2. The complaint alleges that defendants obtained a dominant share in the local newspaper field in the counties involved through acquisitions of competitors. This might raise questions under Section 7 of the Clayton Act (15 U.S.C. § 18) if the aggregate effect of such acquisitions "may be to substantially lessen competition" in interstate commerce. At present no dates, financial amounts, or other information about the claimed acquisitions, whether or not they were of otherwise failing companies, or how interstate commerce may have been affected are provided.[2]
Private suits to enforce Section 7 are authorized if significant actual or threatened injury to the plaintiff resulting from the alleged violation can be established. California v. American Stores, 495 U.S. 271, 110 S.Ct. 1853, 109 L.Ed.2d 240 (1990). Potentially disruptive remedies such as divestiture of completed transactions involving integration of ongoing business activities have never been granted in private suits under Section 7.
IV
Plaintiff's complaint is drafted in colorful terms and very explicitly focuses on any conduct of defendants directly affecting plaintiff. It is clear from even a superficial perusal of the complaint that any wrongdoing on the part of defendants which directly affected plaintiff in an adverse manner would have been fully described in the complaint. The complaint is deficient in regard to any actual or threatened injury to plaintiff flowing from any possible violations of federal law on the part of defendants. Such injury is required in order to pursue litigation. See Ass'n of Data Processing Service Organizations v. Camp, 397 U.S. 150, 153, 90 S.Ct. 827, 830, 25 L.Ed.2d 184 (1970); Allen v. Wright, 468 U.S. 737, 750-52, 104 S.Ct. 3315, 3324-25, 82 L.Ed.2d 556 (1984); General Fireproofing v.
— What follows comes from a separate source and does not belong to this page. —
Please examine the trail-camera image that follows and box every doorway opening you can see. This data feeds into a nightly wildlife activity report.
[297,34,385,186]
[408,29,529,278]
Wyman, 444 F.2d 391, 393 (2d Cir.1971).
There is deafening silence in that plaintiff's pleading concerning:
(a) any specific advertising placed by plaintiff with defendants for which plaintiff had to pay more than otherwise on account of any multipublication advertising requirements;
(b) any instance in which plaintiff abandoned any advertising because of such requirements;
(c) any additional costs incurred by plaintiff for advertising elsewhere because of such requirements;
(d) any other concrete, specific injury suffered by plaintiff because of any conduct of the types discussed in part III above.
Where a party has direct knowledge about a matter known to be relevant to a civil suit in which that party is a litigant, and fails to *373 assert facts which if true would have assisted that party, the logical conclusion is that such facts do not exist. See Interstate Circuit v. United States, 306 U.S. 208, 225-26, 59 S.Ct. 467, 473-74, 83 L.Ed. 610 (1939); Caminetti v. United States, 242 U.S. 470, 495, 37 S.Ct. 192, 198, 61 L.Ed. 442 (1917); Brink's Inc. v. City of New York, 717 F.2d 700 (2d Cir.1983).
SO ORDERED.
NOTES
[1] See New York Times v. Sullivan, 376 U.S. 254, 84 S.Ct. 710, 11 L.Ed.2d 686 (1964).
[2] While Section 7 contains no time limit for challenging an acquisition, the lapse of time is relevant to what remedy, if any, is appropriate should a violation be found. Any adverse impact on economic activity which might be caused must also be taken into consideration. See California v. American Stores, infra; United States v. EI DuPont de Nemours & Co., 353 U.S. 586, 77 S.Ct. 872, 1 L.Ed.2d 1057 (1957) (DuPont GM); Markham, "The DuPont General Motors Decision," 43 Va.L.Rev. 881 (1957).